If you are developing a new publishing platform, or have control over how publishing platform features are designed or implemented, use existing standards to guide decisions. For example, there are standards for bibliographic data (e.g. ONIX, Dublin Core), full-text data (e.g. TEI, EPUB), annotations (e.g. W3C’s Web Annotation Data Model), persistent identifiers (e.g. DOIs, Handles, ARK IDs), citations (e.g. MLA, BibTeX), metrics (e.g. COUNTER), accessibility (e.g. W3C’s Web Content Accessibility Guidelines) and more. Preservation workflows scale best when working with common standards.
When using out-of-the-box software solutions for your publishing platform, export and preservation workflows are often designed around the built-in functionality of that software. For this reason, it is helpful to use platform features as intended. If the built-in functionality of the publishing software does not meet local requirements, avoid making undocumented, one-off changes to core code in order to get something working quickly. Instead, attempt to formalize and document any changes to the out-of-the-box software so that the new functionality is reusable in other publications and internally consistent within the platform. If the platform software has a formal process for applying enhancements (e.g. a plugin process), make use of this. Ensure any export processes are modified to align with the local changes and if working with a preservation partner, communicate any local changes to the software. The risk of not following a formal process may be loss of the new features during preservation, updates, or platform migration. An undocumented customization can disrupt the preservation of entire publications.
These other guidelines may be helpful when implementing new features:
3. Use existing standards when implementing features
5. Establish formatting rules for common features
6. Keep preservation partners informed of changes that affect the publications
Consistency is the key to a scalable preservation workflow, and so if a publisher or platform supports multimedia content or other enhanced features, establish basic rules early on and continue to express these features in a consistent way. Limit formats and arrangements as much as possible. For example, if one embedded video is an MP4 with no caption, another is a WebM and has a caption in a box, and another still is a Vimeo video with a caption but no box, for some approaches these minor inconsistencies can cause problems when performing preservation activities at scale. These potential variations should be clearly defined and constrained.
These other guidelines may be helpful when implementing new features:
3. Use existing standards when implementing features
6. Keep preservation partners informed of changes that affect the publications
70. Consider systematically tagging material that should be excluded or tagging material that should be included as part of the preserved content
For platforms and publishers working with a preservation service, preservation workflows will be designed based on the sample publications provided. If these are not representative of the full range of functionality that the publishing platform supports, then the preservation workflow developed may miss things that the publisher wants to preserve. Keep a record of the scope of variations that might be found in a publication. As formatting rules for a publication change, expand, or new file formats or arrangements can be expected, inform your preservation service so that they can adapt their workflows accordingly and avoid missing important features.
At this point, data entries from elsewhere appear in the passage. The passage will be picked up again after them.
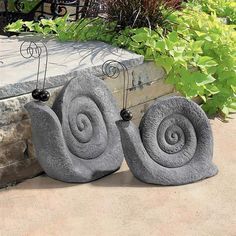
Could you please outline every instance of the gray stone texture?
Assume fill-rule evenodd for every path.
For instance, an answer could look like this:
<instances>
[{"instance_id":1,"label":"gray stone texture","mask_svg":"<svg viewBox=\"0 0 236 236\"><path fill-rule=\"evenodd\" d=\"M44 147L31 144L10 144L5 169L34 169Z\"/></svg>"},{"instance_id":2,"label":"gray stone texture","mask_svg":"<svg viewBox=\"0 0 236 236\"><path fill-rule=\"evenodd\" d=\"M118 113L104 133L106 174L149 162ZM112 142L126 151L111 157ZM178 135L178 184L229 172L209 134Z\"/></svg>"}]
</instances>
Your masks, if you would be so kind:
<instances>
[{"instance_id":1,"label":"gray stone texture","mask_svg":"<svg viewBox=\"0 0 236 236\"><path fill-rule=\"evenodd\" d=\"M0 36L0 99L30 93L35 88L37 60L21 57L19 50L24 40L38 41L35 37ZM110 59L121 61L128 68L143 63L142 56L102 42L58 43L55 40L46 39L44 42L49 52L47 88L62 86L81 72L101 76L102 64ZM40 85L43 83L44 63L43 53Z\"/></svg>"},{"instance_id":2,"label":"gray stone texture","mask_svg":"<svg viewBox=\"0 0 236 236\"><path fill-rule=\"evenodd\" d=\"M182 97L157 99L139 130L132 122L117 125L128 166L143 182L182 185L218 172L212 163L209 120L194 102Z\"/></svg>"},{"instance_id":3,"label":"gray stone texture","mask_svg":"<svg viewBox=\"0 0 236 236\"><path fill-rule=\"evenodd\" d=\"M71 80L56 98L54 111L41 102L25 107L36 157L50 177L89 182L120 168L123 152L115 123L119 110L101 79Z\"/></svg>"}]
</instances>

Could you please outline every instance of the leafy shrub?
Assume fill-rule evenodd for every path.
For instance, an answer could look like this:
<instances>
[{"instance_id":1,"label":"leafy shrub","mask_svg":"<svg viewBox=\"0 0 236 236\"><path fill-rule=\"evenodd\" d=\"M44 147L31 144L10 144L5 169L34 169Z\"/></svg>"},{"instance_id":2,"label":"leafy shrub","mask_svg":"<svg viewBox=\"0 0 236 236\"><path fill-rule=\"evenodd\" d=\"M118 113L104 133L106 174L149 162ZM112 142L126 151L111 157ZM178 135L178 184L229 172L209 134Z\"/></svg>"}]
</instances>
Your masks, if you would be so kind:
<instances>
[{"instance_id":1,"label":"leafy shrub","mask_svg":"<svg viewBox=\"0 0 236 236\"><path fill-rule=\"evenodd\" d=\"M226 18L227 24L236 24L236 2L232 0L190 0L189 7L197 7L208 14Z\"/></svg>"},{"instance_id":2,"label":"leafy shrub","mask_svg":"<svg viewBox=\"0 0 236 236\"><path fill-rule=\"evenodd\" d=\"M108 20L116 21L120 29L130 27L165 27L167 14L179 7L181 0L103 0Z\"/></svg>"}]
</instances>

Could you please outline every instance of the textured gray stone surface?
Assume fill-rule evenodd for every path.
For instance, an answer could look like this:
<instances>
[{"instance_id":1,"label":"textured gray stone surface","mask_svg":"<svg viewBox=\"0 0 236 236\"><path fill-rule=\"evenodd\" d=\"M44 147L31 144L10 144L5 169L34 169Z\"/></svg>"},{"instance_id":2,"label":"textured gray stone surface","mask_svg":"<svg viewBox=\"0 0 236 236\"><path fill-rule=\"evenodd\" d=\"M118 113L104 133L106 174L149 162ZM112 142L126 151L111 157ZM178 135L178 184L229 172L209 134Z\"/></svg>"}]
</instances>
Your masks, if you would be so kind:
<instances>
[{"instance_id":1,"label":"textured gray stone surface","mask_svg":"<svg viewBox=\"0 0 236 236\"><path fill-rule=\"evenodd\" d=\"M123 151L116 121L119 112L105 83L97 77L71 80L53 110L26 104L36 157L52 178L89 182L120 168Z\"/></svg>"},{"instance_id":2,"label":"textured gray stone surface","mask_svg":"<svg viewBox=\"0 0 236 236\"><path fill-rule=\"evenodd\" d=\"M32 37L0 36L0 100L30 93L36 85L37 60L21 57L19 49ZM128 68L143 63L143 57L102 42L57 42L45 41L49 52L47 88L64 85L81 72L102 75L101 66L106 60L118 60ZM40 84L43 83L45 55L42 55Z\"/></svg>"},{"instance_id":3,"label":"textured gray stone surface","mask_svg":"<svg viewBox=\"0 0 236 236\"><path fill-rule=\"evenodd\" d=\"M181 185L218 172L212 163L210 123L194 102L182 97L157 99L140 130L132 122L117 125L128 166L143 182Z\"/></svg>"}]
</instances>

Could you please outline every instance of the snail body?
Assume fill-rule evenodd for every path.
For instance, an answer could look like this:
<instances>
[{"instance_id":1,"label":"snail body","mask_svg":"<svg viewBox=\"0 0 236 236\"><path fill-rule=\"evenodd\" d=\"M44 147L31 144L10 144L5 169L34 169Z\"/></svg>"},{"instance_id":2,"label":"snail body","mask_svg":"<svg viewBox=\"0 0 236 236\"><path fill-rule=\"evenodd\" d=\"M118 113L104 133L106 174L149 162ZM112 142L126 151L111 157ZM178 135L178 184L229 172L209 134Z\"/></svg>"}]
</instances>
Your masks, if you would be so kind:
<instances>
[{"instance_id":1,"label":"snail body","mask_svg":"<svg viewBox=\"0 0 236 236\"><path fill-rule=\"evenodd\" d=\"M213 136L203 110L182 97L157 99L139 129L118 121L125 159L139 180L181 185L217 174Z\"/></svg>"},{"instance_id":2,"label":"snail body","mask_svg":"<svg viewBox=\"0 0 236 236\"><path fill-rule=\"evenodd\" d=\"M26 104L36 157L52 178L90 182L118 170L123 161L119 111L105 83L93 76L71 80L52 109Z\"/></svg>"}]
</instances>

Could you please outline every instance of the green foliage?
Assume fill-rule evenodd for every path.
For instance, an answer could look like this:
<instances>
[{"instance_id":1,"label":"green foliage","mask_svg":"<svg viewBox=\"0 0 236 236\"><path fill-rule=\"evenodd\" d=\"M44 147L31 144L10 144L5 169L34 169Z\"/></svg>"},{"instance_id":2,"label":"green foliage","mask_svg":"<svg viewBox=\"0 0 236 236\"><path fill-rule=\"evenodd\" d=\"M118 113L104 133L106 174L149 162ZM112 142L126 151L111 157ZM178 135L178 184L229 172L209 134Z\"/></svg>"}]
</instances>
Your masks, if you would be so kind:
<instances>
[{"instance_id":1,"label":"green foliage","mask_svg":"<svg viewBox=\"0 0 236 236\"><path fill-rule=\"evenodd\" d=\"M17 11L15 7L16 0L8 0L8 11ZM24 13L30 12L36 5L39 3L39 0L25 0L20 2L21 11Z\"/></svg>"},{"instance_id":2,"label":"green foliage","mask_svg":"<svg viewBox=\"0 0 236 236\"><path fill-rule=\"evenodd\" d=\"M190 0L188 7L195 7L208 14L226 19L227 24L236 24L236 2L232 0Z\"/></svg>"},{"instance_id":3,"label":"green foliage","mask_svg":"<svg viewBox=\"0 0 236 236\"><path fill-rule=\"evenodd\" d=\"M196 20L197 19L197 20ZM18 21L12 31L36 31L67 40L100 40L135 53L163 66L167 82L191 99L200 97L208 114L225 117L236 111L236 32L215 16L192 9L168 18L171 31L162 28L126 27L104 19L68 22L67 16L38 23ZM99 32L99 33L98 33Z\"/></svg>"}]
</instances>

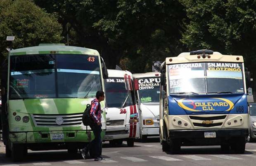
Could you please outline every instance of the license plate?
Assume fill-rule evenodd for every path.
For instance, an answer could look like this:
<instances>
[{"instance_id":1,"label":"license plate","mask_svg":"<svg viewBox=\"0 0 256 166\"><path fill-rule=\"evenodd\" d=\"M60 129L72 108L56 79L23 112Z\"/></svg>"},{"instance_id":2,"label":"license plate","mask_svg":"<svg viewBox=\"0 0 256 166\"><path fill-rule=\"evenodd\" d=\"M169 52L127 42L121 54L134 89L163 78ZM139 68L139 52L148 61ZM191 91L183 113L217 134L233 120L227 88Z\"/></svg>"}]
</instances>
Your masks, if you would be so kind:
<instances>
[{"instance_id":1,"label":"license plate","mask_svg":"<svg viewBox=\"0 0 256 166\"><path fill-rule=\"evenodd\" d=\"M105 137L104 137L104 140L113 140L113 136L105 136Z\"/></svg>"},{"instance_id":2,"label":"license plate","mask_svg":"<svg viewBox=\"0 0 256 166\"><path fill-rule=\"evenodd\" d=\"M63 133L51 133L51 139L59 140L64 139L64 134Z\"/></svg>"},{"instance_id":3,"label":"license plate","mask_svg":"<svg viewBox=\"0 0 256 166\"><path fill-rule=\"evenodd\" d=\"M204 132L204 138L216 138L216 132L210 131Z\"/></svg>"}]
</instances>

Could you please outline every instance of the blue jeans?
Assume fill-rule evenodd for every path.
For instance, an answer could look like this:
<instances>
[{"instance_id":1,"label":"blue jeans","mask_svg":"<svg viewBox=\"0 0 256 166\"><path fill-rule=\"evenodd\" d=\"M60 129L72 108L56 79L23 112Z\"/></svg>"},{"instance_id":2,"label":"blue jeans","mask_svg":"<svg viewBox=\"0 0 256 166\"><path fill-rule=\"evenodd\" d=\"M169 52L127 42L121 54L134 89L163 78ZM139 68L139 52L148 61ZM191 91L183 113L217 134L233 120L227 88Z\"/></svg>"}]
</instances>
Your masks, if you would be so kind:
<instances>
[{"instance_id":1,"label":"blue jeans","mask_svg":"<svg viewBox=\"0 0 256 166\"><path fill-rule=\"evenodd\" d=\"M93 131L95 138L90 143L90 148L93 149L94 152L94 157L99 157L101 155L102 151L102 145L101 141L101 126L99 126L97 124L94 124L90 127Z\"/></svg>"}]
</instances>

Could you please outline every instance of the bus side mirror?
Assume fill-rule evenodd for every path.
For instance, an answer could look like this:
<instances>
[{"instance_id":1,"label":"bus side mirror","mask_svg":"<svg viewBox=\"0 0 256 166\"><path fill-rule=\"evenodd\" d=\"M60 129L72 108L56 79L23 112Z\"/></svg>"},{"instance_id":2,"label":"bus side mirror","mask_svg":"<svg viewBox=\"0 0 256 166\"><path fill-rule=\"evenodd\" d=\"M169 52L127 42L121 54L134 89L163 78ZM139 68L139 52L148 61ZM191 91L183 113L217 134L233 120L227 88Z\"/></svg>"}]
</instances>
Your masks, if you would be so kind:
<instances>
[{"instance_id":1,"label":"bus side mirror","mask_svg":"<svg viewBox=\"0 0 256 166\"><path fill-rule=\"evenodd\" d=\"M109 78L107 69L107 68L103 58L102 57L100 57L100 59L101 60L101 68L102 71L102 77L103 77L103 79L107 79Z\"/></svg>"},{"instance_id":2,"label":"bus side mirror","mask_svg":"<svg viewBox=\"0 0 256 166\"><path fill-rule=\"evenodd\" d=\"M249 96L252 95L252 88L248 88L247 90L247 94Z\"/></svg>"},{"instance_id":3,"label":"bus side mirror","mask_svg":"<svg viewBox=\"0 0 256 166\"><path fill-rule=\"evenodd\" d=\"M160 76L161 79L161 85L164 85L166 83L166 79L165 78L165 70L161 71L161 76Z\"/></svg>"},{"instance_id":4,"label":"bus side mirror","mask_svg":"<svg viewBox=\"0 0 256 166\"><path fill-rule=\"evenodd\" d=\"M137 79L135 78L133 80L133 83L134 84L134 89L135 90L139 90L139 81Z\"/></svg>"},{"instance_id":5,"label":"bus side mirror","mask_svg":"<svg viewBox=\"0 0 256 166\"><path fill-rule=\"evenodd\" d=\"M165 90L161 91L161 99L165 99L166 97Z\"/></svg>"}]
</instances>

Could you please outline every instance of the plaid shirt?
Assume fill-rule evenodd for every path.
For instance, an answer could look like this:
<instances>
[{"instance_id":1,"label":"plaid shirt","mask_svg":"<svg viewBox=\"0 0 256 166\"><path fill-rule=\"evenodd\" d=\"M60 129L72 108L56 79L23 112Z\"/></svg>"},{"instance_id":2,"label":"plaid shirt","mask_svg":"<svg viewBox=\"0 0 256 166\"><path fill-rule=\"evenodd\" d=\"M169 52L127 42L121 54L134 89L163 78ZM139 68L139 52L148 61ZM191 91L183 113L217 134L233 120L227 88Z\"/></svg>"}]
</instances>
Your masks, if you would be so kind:
<instances>
[{"instance_id":1,"label":"plaid shirt","mask_svg":"<svg viewBox=\"0 0 256 166\"><path fill-rule=\"evenodd\" d=\"M95 99L91 101L91 104L92 108L90 113L91 117L95 123L101 122L101 108L99 101Z\"/></svg>"}]
</instances>

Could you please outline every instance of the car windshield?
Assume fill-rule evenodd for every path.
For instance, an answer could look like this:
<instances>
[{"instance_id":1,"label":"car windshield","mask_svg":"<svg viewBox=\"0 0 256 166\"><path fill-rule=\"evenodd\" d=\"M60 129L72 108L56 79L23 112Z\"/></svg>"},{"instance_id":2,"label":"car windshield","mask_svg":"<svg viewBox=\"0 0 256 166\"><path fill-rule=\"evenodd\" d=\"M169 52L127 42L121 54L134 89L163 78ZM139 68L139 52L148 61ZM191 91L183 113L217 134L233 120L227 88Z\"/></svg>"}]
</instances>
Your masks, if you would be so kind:
<instances>
[{"instance_id":1,"label":"car windshield","mask_svg":"<svg viewBox=\"0 0 256 166\"><path fill-rule=\"evenodd\" d=\"M10 99L90 98L102 89L96 56L12 56L10 62Z\"/></svg>"},{"instance_id":2,"label":"car windshield","mask_svg":"<svg viewBox=\"0 0 256 166\"><path fill-rule=\"evenodd\" d=\"M159 102L160 77L140 78L137 79L141 102Z\"/></svg>"},{"instance_id":3,"label":"car windshield","mask_svg":"<svg viewBox=\"0 0 256 166\"><path fill-rule=\"evenodd\" d=\"M244 92L242 63L171 65L168 71L171 94Z\"/></svg>"},{"instance_id":4,"label":"car windshield","mask_svg":"<svg viewBox=\"0 0 256 166\"><path fill-rule=\"evenodd\" d=\"M108 107L121 108L135 104L133 91L126 86L124 78L109 77L104 83Z\"/></svg>"},{"instance_id":5,"label":"car windshield","mask_svg":"<svg viewBox=\"0 0 256 166\"><path fill-rule=\"evenodd\" d=\"M250 115L256 115L256 104L249 104Z\"/></svg>"}]
</instances>

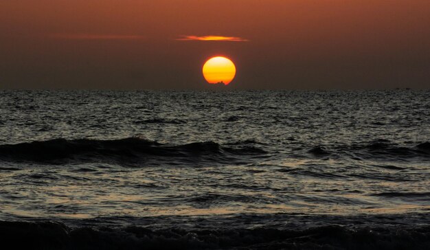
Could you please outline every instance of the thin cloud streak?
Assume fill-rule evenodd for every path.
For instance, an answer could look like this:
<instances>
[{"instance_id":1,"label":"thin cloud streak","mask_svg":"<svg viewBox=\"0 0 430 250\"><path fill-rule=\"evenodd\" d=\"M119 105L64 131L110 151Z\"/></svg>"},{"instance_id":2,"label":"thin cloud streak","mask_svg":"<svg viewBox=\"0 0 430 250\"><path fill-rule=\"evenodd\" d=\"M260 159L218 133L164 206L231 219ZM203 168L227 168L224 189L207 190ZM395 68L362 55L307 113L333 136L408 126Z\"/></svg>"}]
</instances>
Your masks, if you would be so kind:
<instances>
[{"instance_id":1,"label":"thin cloud streak","mask_svg":"<svg viewBox=\"0 0 430 250\"><path fill-rule=\"evenodd\" d=\"M56 39L66 40L142 40L143 36L100 34L52 34L49 36Z\"/></svg>"},{"instance_id":2,"label":"thin cloud streak","mask_svg":"<svg viewBox=\"0 0 430 250\"><path fill-rule=\"evenodd\" d=\"M181 38L177 41L229 41L229 42L248 42L249 40L241 37L223 36L181 36Z\"/></svg>"}]
</instances>

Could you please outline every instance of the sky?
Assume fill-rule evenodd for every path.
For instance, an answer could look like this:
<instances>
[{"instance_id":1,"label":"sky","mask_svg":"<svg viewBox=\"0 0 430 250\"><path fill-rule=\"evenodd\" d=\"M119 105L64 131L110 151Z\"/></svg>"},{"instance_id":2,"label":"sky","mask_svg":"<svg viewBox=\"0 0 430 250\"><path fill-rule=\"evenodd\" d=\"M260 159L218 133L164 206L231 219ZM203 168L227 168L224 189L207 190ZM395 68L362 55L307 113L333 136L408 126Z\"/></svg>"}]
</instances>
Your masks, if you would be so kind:
<instances>
[{"instance_id":1,"label":"sky","mask_svg":"<svg viewBox=\"0 0 430 250\"><path fill-rule=\"evenodd\" d=\"M0 0L0 89L430 89L429 0Z\"/></svg>"}]
</instances>

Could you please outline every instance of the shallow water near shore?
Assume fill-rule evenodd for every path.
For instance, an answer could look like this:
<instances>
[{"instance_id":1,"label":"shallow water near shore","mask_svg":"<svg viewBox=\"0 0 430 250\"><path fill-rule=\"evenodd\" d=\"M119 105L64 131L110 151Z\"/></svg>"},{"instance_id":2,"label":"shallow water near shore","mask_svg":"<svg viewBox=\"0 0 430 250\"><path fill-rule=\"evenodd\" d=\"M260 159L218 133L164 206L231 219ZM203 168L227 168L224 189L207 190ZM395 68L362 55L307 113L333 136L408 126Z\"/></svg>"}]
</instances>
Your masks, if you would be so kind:
<instances>
[{"instance_id":1,"label":"shallow water near shore","mask_svg":"<svg viewBox=\"0 0 430 250\"><path fill-rule=\"evenodd\" d=\"M376 241L400 235L425 249L429 97L414 90L1 91L0 220L12 224L0 229L66 228L69 240L57 247L69 247L76 230L91 227L103 238L107 227L116 236L157 234L157 242L201 249L291 248L296 236L335 227L335 238L372 229ZM278 236L246 243L258 230ZM133 244L147 245L137 238ZM310 238L312 247L324 245Z\"/></svg>"}]
</instances>

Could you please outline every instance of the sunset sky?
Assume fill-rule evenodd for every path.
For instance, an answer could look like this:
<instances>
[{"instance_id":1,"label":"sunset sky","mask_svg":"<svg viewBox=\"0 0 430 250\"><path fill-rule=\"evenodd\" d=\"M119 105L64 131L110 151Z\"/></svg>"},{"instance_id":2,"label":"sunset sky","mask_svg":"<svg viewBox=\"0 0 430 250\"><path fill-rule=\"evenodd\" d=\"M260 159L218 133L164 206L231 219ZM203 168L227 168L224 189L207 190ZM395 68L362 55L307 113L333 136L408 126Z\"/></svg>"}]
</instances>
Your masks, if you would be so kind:
<instances>
[{"instance_id":1,"label":"sunset sky","mask_svg":"<svg viewBox=\"0 0 430 250\"><path fill-rule=\"evenodd\" d=\"M430 88L429 0L0 0L0 89Z\"/></svg>"}]
</instances>

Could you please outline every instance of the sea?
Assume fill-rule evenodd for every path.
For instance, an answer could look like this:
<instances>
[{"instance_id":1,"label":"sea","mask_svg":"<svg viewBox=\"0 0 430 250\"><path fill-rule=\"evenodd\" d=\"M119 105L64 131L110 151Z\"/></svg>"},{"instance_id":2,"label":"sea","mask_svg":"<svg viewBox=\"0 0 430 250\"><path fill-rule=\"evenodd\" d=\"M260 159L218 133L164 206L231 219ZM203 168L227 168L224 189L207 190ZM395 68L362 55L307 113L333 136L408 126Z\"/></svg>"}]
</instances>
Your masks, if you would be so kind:
<instances>
[{"instance_id":1,"label":"sea","mask_svg":"<svg viewBox=\"0 0 430 250\"><path fill-rule=\"evenodd\" d=\"M430 91L0 91L0 239L429 249Z\"/></svg>"}]
</instances>

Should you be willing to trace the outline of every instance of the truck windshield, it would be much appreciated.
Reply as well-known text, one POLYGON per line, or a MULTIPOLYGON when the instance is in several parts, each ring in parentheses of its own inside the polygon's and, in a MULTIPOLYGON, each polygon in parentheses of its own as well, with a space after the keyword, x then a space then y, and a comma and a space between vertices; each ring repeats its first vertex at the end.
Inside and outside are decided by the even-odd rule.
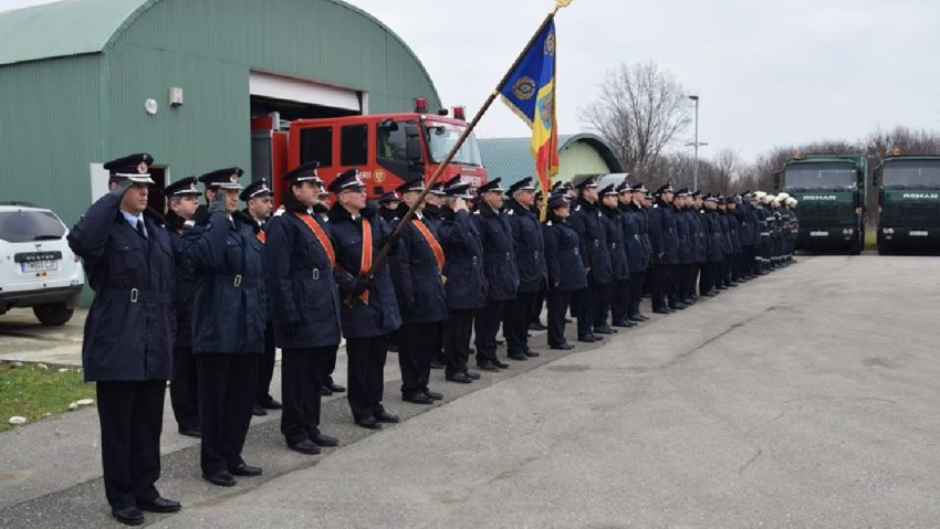
MULTIPOLYGON (((428 147, 431 152, 431 162, 440 163, 447 158, 447 154, 453 148, 453 144, 463 134, 467 128, 463 125, 453 125, 441 121, 425 121, 425 130, 427 133, 428 147)), ((464 166, 482 166, 483 161, 480 158, 480 148, 477 146, 477 137, 472 134, 467 138, 467 141, 460 146, 460 150, 453 156, 453 163, 462 163, 464 166)))
POLYGON ((898 160, 885 163, 886 188, 940 188, 940 160, 898 160))
POLYGON ((787 190, 855 189, 856 172, 850 163, 800 163, 784 173, 787 190))

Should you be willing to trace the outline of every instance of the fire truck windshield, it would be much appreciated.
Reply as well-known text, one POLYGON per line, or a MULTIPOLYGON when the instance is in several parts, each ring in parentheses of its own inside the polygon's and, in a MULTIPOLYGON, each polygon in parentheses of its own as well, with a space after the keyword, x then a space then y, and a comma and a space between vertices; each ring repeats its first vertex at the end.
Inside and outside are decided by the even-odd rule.
MULTIPOLYGON (((425 130, 428 139, 428 148, 431 154, 431 162, 440 163, 447 158, 447 154, 457 144, 457 139, 463 134, 467 127, 463 125, 453 125, 440 121, 425 121, 425 130)), ((452 163, 461 163, 464 166, 482 166, 483 161, 480 158, 480 148, 477 146, 477 137, 472 134, 467 138, 457 155, 451 160, 452 163)))

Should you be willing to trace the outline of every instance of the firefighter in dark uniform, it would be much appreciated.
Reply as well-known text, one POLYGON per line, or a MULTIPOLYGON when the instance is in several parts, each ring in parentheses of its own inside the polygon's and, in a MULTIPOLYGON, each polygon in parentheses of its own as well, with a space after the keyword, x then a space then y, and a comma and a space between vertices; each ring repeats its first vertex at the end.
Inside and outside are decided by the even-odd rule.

For more about changes that should be communicated to a preservation service:
4. Document any changes to the default functionality of a platform
5. Establish and document basic formatting rules
10. Define and document the core intellectual components of a work
70. Consider systematically tagging material that should be excluded from preservation
71. Document and share the platform-level approach to preserving components of a publication
If a publication platform enables user contributed content and that content is managed by the platform, e.g. annotations or comments, the platform’s Terms of Use should clearly define the rights related to that content, especially if they may wish to preserve it or migrate it as part of the context of the publication. If a publication is likely to be archived with this context intact, the implementation of these features and their associated terms should factor in ethical consideration of how a user’s information is displayed on the platform, and how they are informed about and consent to the use of the content.
See also:
55. Ethical concerns of user-contributed content
70. Consider systematically tagging material that should be excluded from preservation
PubPub supports features that allow users to contribute content through annotations and comments. This content is integrated into the page and can’t be excluded from web crawls. The default PubPub Terms of Service template includes language that covers User-Generated Content under a Creative Commons Attribution 4.0 License:
By submitting User-Generated Content, you hereby make that User-Generated Content available under the Creative Commons Attribution 4.0 License, and you represent and warrant that you have the right to provide your User Generated Content under that license, that all of that User Generated Content is either authored by you, or provided by third parties under the Creative Commons Attribution 4.0 License or in the public domain, and that your User Generated Content contains no personally identifiable information of third parties who have not expressly authorized you to provide it as part of your User Generated Content. All of your User-Generated Content must be appropriately marked with licensing and attribution information.
These terms allow for preservation of User-Generated Content on PubPub.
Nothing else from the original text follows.